Whenever I sign my name, the result looks like a fifth grader has taken control of my pen.
One of the things I thought would automatically happen when I became an adult was that my signature would turn into one of those fancy scribbles. One that you can really only read a letter or two from. Like those often referred to as a “doctor’s signature”. But I’m still stuck in my awkward style of signing.
I blame it on my handwriting classes in elementary school where we were taught to write in cursive, and got points taken off if we’d write a capital “M” in print instead of a cursive one. I would try writing what I considered to be a “fancy M” with a curl coming off the bottom of the letter instead of the top, but that wasn’t accepted. I was taught to write a certain way, and I guess it stuck.
I always liked trying out new ways to write letters. In second grade I saw a classmate begin one of her words using an “A” with a rounded top. I thought that looked cool, so I decided to write one of my “A”s like that. On a spelling test, I wrote one of the rounded “A”s in the middle of a word, thinking I had improved the look of my word. When I got my paper back, even though I spelled the word correctly, it was marked as wrong because I had used a capital “A” (which I didn’t know that was strictly a capital “A” at the time) instead of “a”.
For our handwriting assignments in fifth grade, we would be required to copy a poem in cursive. I enjoyed putting on some music and copying the letters. It was an easy homework assignment. Fifth grade was also the year where the girls in my class would dot their “i”s with little circles instead of dots. Enough of them started doing this that the teacher had to make an announcement about it, that the letter “i” was in fact topped with a dot, not a circle.

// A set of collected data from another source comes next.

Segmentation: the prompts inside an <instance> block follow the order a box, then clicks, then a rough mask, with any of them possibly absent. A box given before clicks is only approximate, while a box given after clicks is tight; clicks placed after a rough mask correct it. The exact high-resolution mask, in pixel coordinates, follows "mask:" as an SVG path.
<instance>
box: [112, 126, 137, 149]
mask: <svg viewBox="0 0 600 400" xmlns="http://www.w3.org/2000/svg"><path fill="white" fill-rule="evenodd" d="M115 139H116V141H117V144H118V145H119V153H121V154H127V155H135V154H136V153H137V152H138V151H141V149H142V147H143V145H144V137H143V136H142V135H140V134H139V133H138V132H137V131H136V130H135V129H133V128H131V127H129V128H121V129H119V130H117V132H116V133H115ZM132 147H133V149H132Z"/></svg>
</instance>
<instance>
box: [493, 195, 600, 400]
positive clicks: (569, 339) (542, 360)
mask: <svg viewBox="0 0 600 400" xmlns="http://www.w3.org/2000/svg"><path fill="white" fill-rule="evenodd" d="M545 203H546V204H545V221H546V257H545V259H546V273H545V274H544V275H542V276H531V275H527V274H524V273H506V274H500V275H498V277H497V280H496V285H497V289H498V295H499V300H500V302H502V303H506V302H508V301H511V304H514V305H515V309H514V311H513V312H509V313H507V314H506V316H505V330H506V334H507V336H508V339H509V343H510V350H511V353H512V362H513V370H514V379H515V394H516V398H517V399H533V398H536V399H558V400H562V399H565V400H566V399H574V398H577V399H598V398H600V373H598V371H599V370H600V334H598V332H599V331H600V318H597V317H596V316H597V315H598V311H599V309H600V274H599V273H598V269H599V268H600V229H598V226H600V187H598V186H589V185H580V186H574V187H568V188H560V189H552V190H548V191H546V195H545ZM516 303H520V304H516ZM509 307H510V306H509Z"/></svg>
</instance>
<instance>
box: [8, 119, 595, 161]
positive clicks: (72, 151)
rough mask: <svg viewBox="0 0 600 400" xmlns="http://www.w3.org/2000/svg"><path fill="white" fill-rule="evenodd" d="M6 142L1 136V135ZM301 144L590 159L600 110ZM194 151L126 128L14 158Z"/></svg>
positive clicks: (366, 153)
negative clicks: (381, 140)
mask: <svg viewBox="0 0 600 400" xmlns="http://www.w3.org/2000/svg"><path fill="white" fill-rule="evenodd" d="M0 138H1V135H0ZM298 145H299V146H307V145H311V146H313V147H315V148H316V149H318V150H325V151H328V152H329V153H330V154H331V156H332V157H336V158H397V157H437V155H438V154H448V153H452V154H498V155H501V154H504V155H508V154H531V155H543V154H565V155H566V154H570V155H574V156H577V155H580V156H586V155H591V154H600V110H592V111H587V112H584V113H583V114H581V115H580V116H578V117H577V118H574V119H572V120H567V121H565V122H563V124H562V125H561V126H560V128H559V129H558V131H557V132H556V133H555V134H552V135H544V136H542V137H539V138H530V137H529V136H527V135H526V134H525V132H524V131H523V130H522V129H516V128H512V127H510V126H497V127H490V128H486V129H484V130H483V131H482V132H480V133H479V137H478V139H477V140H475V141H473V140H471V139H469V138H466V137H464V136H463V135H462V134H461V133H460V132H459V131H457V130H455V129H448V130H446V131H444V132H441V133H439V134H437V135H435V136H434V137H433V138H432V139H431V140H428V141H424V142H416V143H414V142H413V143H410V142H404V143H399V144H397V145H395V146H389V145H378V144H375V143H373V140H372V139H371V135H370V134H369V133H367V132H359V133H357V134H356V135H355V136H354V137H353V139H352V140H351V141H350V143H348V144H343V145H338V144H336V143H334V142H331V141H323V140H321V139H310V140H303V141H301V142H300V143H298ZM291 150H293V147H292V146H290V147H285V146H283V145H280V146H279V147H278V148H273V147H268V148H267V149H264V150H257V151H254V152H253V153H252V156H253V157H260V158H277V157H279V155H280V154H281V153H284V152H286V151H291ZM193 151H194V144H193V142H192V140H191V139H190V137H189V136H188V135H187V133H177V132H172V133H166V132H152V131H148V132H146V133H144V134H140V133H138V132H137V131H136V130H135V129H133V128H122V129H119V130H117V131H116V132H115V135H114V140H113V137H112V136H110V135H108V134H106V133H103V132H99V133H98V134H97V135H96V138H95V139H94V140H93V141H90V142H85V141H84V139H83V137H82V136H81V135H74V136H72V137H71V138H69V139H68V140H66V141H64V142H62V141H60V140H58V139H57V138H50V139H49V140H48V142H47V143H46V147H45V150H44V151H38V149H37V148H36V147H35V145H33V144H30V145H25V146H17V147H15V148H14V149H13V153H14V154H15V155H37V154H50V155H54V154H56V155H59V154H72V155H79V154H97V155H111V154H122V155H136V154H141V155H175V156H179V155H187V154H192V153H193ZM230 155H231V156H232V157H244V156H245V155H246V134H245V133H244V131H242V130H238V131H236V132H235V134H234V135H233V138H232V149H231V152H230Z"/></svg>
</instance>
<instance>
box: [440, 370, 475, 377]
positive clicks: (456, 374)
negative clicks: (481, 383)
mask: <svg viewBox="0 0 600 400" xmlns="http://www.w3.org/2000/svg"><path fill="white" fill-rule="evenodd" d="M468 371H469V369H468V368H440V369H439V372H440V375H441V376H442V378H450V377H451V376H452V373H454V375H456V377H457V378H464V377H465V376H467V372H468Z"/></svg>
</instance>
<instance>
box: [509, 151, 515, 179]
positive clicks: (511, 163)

I remember handwriting being so specific. What are they even teaching about handwriting these days?
As I grew up, I realized that adults wrote however they wanted. Even teachers in other subjects didn’t have good handwriting. The world wasn’t nearly as strict as I thought it would be. So I now write in cursive, print, and a mixture of both, depending on the mood of my hand that day. So there!
Even when people check out at the credit card machine in a store, I’ve seen signatures get accepted when they’re nothing but a line or a dot. No signature required! What’s up with that? Cashiers probably think I take forever when I check out because I have this inner need to write out every letter of my 17-letter name. Sorry!
I’ve seen friends practicing their signature in hopes of changing it to be more fancy-looking. Maybe that’s what I need to do. Did you guys ever naturally develop a fancy signature?